Monday, July 20, 2009

Live-blogging the siege of Quebec+250 #18

Friday, July 20, 1759. Wolfe, now that he has naval ships above the town, abandons all thought of a landing on the heavily defended Beauport-Montmorency shore, and sends Robert Monckton, one of his brigadiers, a letter outlining an attack he wants made that very day just west of the city.
It is of consequence that we get to a rising ground over the village where the road leading to Quebec runs... If we can take four or five good posts, and keep 'em till our friends arrive, it may bring on a very decisive affair.
A few hours later, Wolfe sends Monckton a second note:
Particular circumstances make it necessary to delay our attempt and to keep it a secret... You will countermand the embarcation and the march for a day or two.

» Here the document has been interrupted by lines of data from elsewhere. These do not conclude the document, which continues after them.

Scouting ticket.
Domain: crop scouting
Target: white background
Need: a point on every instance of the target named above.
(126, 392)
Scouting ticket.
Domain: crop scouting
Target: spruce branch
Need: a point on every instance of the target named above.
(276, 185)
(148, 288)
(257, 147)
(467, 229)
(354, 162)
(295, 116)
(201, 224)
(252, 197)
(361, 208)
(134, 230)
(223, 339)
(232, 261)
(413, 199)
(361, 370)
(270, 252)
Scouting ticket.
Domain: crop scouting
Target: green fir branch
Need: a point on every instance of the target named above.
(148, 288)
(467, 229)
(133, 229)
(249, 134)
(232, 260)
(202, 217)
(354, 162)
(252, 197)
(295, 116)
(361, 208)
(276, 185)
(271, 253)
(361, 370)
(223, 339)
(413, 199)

This is another plan that will never be implemented. C. P. Stacey argues that the reason was the 600-man detachment -- including 200 cavalry -- Montcalm had dispatched upriver to shadow the British ships. Dumas, their commander, has quickly placed a small gun batterey at the cove where Wolfe is thinking of landing. It pounds the warship Sutherland hard enough that its commander retreats farther upriver. That is enough to convince Wolfe he cannot surprise the French defenders here.

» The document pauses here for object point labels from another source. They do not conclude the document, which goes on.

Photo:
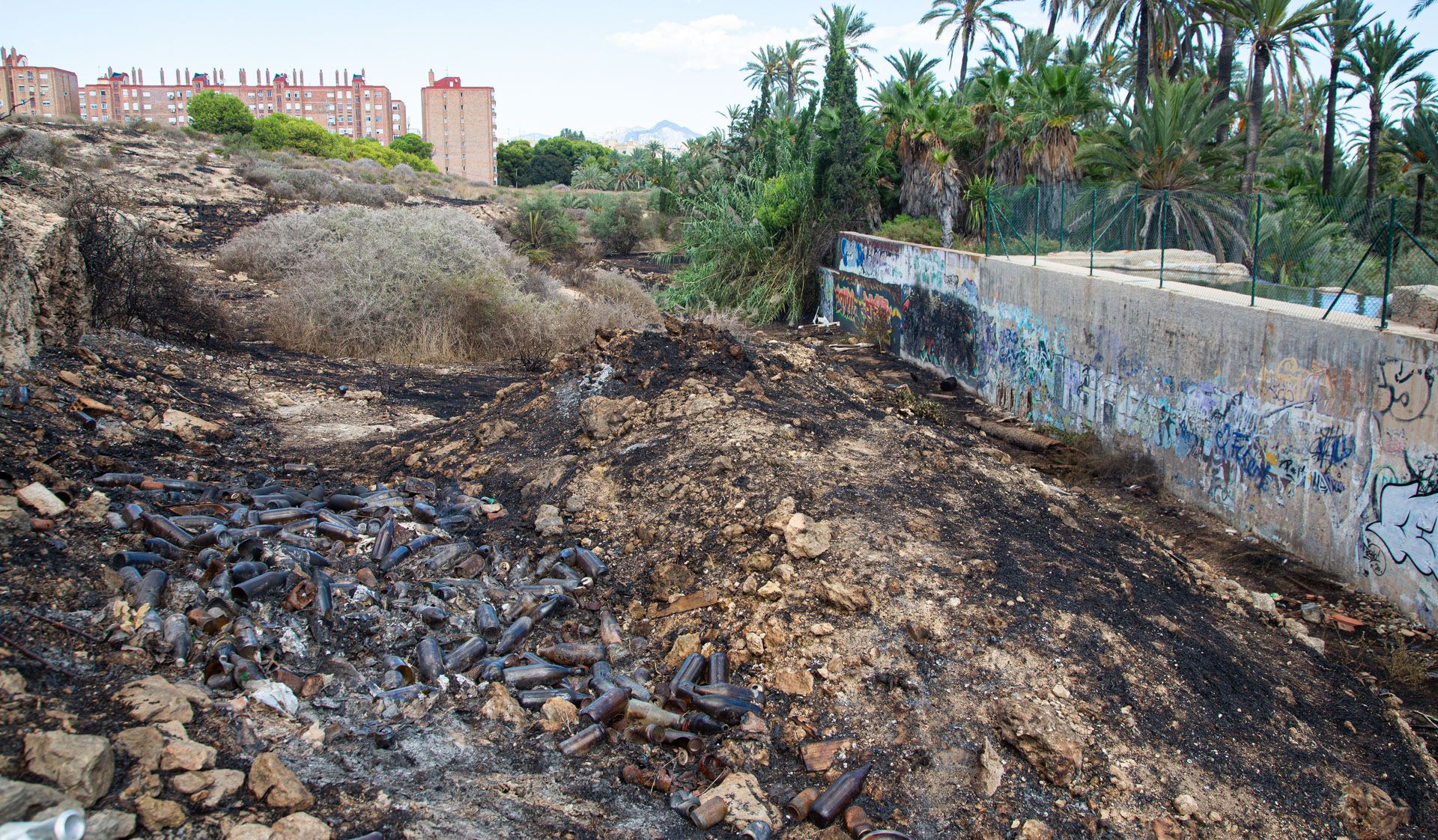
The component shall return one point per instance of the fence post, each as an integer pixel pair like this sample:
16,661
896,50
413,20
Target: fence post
1061,215
1138,215
1039,203
989,216
1093,222
1253,284
1388,262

James Gibson, a well-connected New Englander with the British forces, writes this day:
Within the space of five hours we received at the general's request three different orders of consequence, which were contradicted immediately after their reception -- which has been the constant practice of the general ever since we have been here to the no small amazement of everyone who has the liberty of thinking. Every step he takes his wholly his own; I'm told he asks no one's opinion and wants no advice.